Dimensional: agentic multi-drone swarms. Dimensional announced agentic multi-drone swarms on DimOS this week (Pomichter on X). Agents coordinate action across multiple robots and write MAVLink-native skills (Arm, Takeoff, Search, Follow, GoTo, DropPayload). DimOS sits underneath as the physical harness and guardrail layer, bounding every action by configurable safety thresholds for altitude, command velocity, and radial velocity.
LayerLens: instrumenting the 12M-token frontier. LayerLens partnered with SubQuadratic on May 14 to continuously evaluate SubQ, SubQuadratic’s long-context model family. SubQ claims a native 12M-token context window, 92.1% NIAH recall at 12M tokens, and a 52.2x prefill speedup over dense attention at 1M tokens via content-dependent Subquadratic Selective Attention. LayerLens Stratix will run continuous benchmarks and publish prompt-level results. SubQuadratic uses Stratix Premium as its primary evaluation platform.

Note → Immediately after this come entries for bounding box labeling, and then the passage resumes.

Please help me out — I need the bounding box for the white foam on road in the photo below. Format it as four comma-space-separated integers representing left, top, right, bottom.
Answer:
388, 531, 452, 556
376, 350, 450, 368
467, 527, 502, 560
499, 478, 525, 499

Vast.ai: App Studio launches. Vast shipped the All-in-One App Studio on May 13, a single container packaging eight creative AI tools (ComfyUI, SD Forge, Wan2GP, ACE Step 1.5, Voicebox, Whisper WebUI, Ostris AI Toolkit, Unsloth Studio) alongside a full KDE Plasma desktop and Blender. Tools share model directories, so a LoRA trained in the AI Toolkit is immediately usable in ComfyUI, and a model fine-tuned in Unsloth is reachable via an OpenAI-compatible API. The move takes Vast.ai up the stack from compute exchange to packaged creator workstation. Travis Cannell’s LinkedIn essay the same week named the dual customer thesis directly: agents, not just humans, are the next wave of customers.
Closing
The most credible technical statement of the week is not about better autonomy. It is about better collaboration, from a lab that raised $2 billion to publish a counter-thesis before shipping a product. The labs are buying the layer between the model and the customer. Wall Street is securitizing the compute underneath. State capital is fusing model and silicon into one vehicle. The discipline opened earlier still holds. What is true this week is not what will be true in August. When in doubt, financialize.